You can convert using the binascii and struct modules from the standard library:

>>> import binascii
>>> import struct
>>> import sys

# Check our system's byte order
>>> sys.byteorder
'little'
>>> hx = '8a01'
# convert hex to bytes
>>> bs = binascii.unhexlify(hx)
>>> bs
b'\x8a\x01'
# struct module expects ints to be four bytes long, so pad to make up the length
>>> padded = bs + b'\x00\x00'
# Ask struct to unpack a little-endian unsigned int.
>>> i = struct.unpack('<I', padded)
>>> i
(394,)

Update

This question has been closed as a duplicate.
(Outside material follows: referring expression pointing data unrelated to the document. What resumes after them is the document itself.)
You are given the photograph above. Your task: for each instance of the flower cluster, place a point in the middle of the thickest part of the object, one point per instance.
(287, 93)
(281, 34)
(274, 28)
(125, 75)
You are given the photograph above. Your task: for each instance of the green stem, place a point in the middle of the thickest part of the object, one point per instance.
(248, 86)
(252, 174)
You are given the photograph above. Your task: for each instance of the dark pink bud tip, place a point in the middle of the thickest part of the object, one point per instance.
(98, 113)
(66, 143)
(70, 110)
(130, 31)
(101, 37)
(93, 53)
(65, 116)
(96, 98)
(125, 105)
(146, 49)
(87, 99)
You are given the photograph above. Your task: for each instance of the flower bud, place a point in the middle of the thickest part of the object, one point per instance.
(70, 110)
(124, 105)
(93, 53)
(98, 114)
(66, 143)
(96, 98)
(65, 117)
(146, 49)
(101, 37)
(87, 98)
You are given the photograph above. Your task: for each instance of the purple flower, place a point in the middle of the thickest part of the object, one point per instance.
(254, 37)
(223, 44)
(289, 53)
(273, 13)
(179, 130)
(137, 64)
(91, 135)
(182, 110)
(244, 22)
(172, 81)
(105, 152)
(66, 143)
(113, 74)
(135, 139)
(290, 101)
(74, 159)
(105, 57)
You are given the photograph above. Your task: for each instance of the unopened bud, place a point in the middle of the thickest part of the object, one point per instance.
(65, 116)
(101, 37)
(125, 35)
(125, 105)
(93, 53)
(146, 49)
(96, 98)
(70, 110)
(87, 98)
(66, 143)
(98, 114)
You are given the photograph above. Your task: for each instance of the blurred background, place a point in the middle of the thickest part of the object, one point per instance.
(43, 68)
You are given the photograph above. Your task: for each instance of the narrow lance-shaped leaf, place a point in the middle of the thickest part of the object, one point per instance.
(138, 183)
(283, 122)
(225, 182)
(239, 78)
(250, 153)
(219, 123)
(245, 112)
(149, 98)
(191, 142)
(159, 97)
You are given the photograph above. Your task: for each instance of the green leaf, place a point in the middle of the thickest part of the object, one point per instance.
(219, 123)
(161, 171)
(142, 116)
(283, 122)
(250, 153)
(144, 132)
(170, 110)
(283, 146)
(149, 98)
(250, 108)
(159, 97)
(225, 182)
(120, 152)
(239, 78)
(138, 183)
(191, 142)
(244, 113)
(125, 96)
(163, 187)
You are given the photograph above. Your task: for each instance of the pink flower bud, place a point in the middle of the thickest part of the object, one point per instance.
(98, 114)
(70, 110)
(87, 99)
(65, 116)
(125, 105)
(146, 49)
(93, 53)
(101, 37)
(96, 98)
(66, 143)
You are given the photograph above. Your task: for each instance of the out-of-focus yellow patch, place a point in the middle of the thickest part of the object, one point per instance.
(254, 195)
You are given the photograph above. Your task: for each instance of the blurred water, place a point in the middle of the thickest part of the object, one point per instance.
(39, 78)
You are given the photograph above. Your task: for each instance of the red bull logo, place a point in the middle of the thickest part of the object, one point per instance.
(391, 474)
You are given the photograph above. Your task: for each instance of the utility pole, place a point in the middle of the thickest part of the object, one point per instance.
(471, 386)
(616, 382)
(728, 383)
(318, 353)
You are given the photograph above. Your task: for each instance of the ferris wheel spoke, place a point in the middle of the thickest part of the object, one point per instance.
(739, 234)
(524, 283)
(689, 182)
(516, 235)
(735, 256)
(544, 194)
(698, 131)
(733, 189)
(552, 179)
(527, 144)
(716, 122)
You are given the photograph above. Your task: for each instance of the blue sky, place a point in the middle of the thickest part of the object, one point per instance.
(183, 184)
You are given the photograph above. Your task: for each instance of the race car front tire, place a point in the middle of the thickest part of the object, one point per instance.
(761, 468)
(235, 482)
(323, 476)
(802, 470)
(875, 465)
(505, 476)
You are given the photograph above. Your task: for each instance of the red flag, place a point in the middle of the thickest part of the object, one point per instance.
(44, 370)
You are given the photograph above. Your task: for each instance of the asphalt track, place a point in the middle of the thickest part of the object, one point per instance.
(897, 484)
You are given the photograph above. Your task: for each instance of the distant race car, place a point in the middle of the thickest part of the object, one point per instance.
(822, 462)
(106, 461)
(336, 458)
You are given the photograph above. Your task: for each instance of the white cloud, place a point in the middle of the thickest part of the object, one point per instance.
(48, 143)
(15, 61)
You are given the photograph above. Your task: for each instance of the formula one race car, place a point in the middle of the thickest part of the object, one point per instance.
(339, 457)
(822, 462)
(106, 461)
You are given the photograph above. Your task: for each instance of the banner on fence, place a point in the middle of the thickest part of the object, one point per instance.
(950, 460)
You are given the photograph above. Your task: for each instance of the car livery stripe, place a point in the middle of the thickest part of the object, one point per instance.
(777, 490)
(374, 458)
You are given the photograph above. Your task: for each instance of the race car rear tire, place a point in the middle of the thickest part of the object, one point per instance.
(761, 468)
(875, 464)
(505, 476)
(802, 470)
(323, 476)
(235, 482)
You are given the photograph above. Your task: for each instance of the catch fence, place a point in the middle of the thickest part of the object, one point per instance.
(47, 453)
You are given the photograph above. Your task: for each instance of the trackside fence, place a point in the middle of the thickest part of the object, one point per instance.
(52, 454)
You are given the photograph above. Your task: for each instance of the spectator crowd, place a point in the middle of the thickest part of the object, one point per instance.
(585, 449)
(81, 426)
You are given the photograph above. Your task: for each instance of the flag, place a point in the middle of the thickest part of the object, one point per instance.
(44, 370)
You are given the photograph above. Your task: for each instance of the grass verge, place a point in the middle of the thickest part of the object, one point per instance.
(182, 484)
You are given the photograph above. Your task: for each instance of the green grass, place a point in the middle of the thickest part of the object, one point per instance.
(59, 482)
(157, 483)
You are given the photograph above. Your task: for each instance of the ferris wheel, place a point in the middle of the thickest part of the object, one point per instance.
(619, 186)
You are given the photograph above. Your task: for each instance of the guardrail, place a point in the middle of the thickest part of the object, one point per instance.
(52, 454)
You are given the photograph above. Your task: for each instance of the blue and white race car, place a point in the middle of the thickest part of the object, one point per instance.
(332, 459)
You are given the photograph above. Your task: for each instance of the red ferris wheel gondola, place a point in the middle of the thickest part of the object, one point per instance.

The duplicate solution doesn't produce the required result:

>>> int('8a01', 16)
35329

However it works as expected if the order of bytes is reversed:

>>> int('018a', 16)
394

This is because the int builtin function assumes that the hexstring is ordered in the same way we order base 10 numbers on paper, that is the leftmost values are the most significant. The initial value 0x8a01 has the least significant values on the left, hence using int to convert from base 16 produces the wrong result.

However in Python3 we can still use int to produce a simpler solution, using int.from_bytes.

>>> hx = '8a01'
>>> bs = binascii.unhexlify(hx)
>>> bs
b'\x8a\x01'
>>> int.from_bytes(bs, byteorder=sys.byteorder)
394